**** Out of 5
Tagline- A Family Comedy Without the Family.
Release Date- November 16th, 1990
Running Time- 103-Minutes
Screenplay- John Hughes
Director- Chris Columbus
Starring- Macaulay Culkin, Joe Pesci, Daniel Stern, John Heard, Robert Blossom with John Candy and Catherine O’Hara
Released in 1990 Home Alone would become one of the most popular comedies of the 90s and spawn sequels and even video games. I remember seeing Home Alone when it was released theatrically and I was 11-years old at the time and while a couple of years older than the main character it was still something I could connect with and I also even remember having the video games as well. As a kid Home Alone was easily one of my favorite comedies and I think every child kind of had that fantasy of being alone and battling monsters or this case burglars. Home Alone may not be as epic as it was in 1990, but its a film that actually stands the test of time and still makes for a really fun time no matter how old you are.
The McCallister family are heading to France over Chrustmas vacation and with a late start in the morning they rush to the airport and everything goes smoothly that is until they realize they forgot one minor detail. 8-year old Kevin (Culkin). Now home alone Kevin must defend his house from two bungling thieves.
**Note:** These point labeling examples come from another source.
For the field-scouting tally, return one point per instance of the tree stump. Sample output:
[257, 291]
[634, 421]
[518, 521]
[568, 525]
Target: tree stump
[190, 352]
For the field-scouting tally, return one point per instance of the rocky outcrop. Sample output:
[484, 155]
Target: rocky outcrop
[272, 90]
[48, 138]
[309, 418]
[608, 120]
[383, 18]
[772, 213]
The screenplay was written by John Hughes and at this stage of his career he kept all the trademarks that helped make him such a great writer, but he was also going in a different direction as well. While he’s best known for his teen driven films such as Sixteen Candles, the Breakfast Club and Ferris Bueller’s Day Off all, which he also directed, but starting with Plains, Trains & Automobiles he began to move away from teen films and by the 90s he was writing more family themed films. Uncle Buck in 1989 can also be seen as the transition to family themed comedies, but Home Alone is the one that really kicked it off. The script by Hughes is terrific and heartfelt and nobody can write characters like John Hughes. What makes the characters in a John Hughes film so great is they feel like real people. They aren’t perfect and are flawed, which makes them so believable. A lot of films where a child is the main character might be great for children, but can be torture for adults, but no matter how old you are Home Alone can still be enjoyable as you’re bound to find one character to relate to. Sure the script can be silly at times, but Hughes knew how to balance silly from absurd where its too far over the top. In my opinion while Hughes would still write some solid films in the 90s such as Dutch and Career Opportunities, but times were changing and with the emergence of writer/directors like Kevin Smith the new era was upon us and Hughes would stick with family friendly films for the most part with Dennis the Menace and 101 Dalmatians and by the late 90s would basically retire with only a couple of credits here and there. While certain themes may have changed Home Alone has everything that made John Hughes such an iconic writer. Characters are great and there’s always that lesson learned by the characters in the end. Another thing Hughes was masterful at was mixing comedy and drama so well and that’s very much on display here as Home Alone is both funny and touching.
Home Alone was directed by Chris Columbus who started out writing such films as Gremlins and the Goonies and made his directorial debut in 1987 with Adventures in Babysitting. Columbus also directed the Robin Williams classic Mrs. Doubtfire and would later go into direct two Harry Potter films (Harry Potter and the Sorcerer’s Stone, Harry Potter and the Chamber of Secrets). As director Chris Columbus delivers a well paced and fun film that very much captures the spirit of the screenplay by John Hughes. Columbus gives the film a
natural flow and even the more over the top scenes fit in perfectly and work well where it doesn’t seem silly. The final act is quite hysterical and even all these years later I probably laughed just as much as when I was a child.
The cast is excellent and in general children in films tend to get on my nerves even when I was a child. But Macaulay Culkin is actually quite terrific and even though he was very young at the time he does a great job in carrying the film. Joe Pesci as Harry and Daniel Stern as Marv the bonehead thieves are a laugh riot and for me at least Home Alone works best when they’re onscreen as these are two truly great actors that aren’t afraid to be silly and really sell the final act. And the scene when Kevin puts the tarantula on Marv’s face and that scream he lets out puts me in tears laughing so hard. John Candy one of the truly great actors of his time has a bit, but highly memorable role and since Candy’s passing in 1994 comedy hasn’t been the same.
Overall Home Alone is a wonderfully funny and heartfelt film that only John Hughes could write. In my opinion Home Alone is essential christmas viewing or should I say simply essential viewing anytime of the year.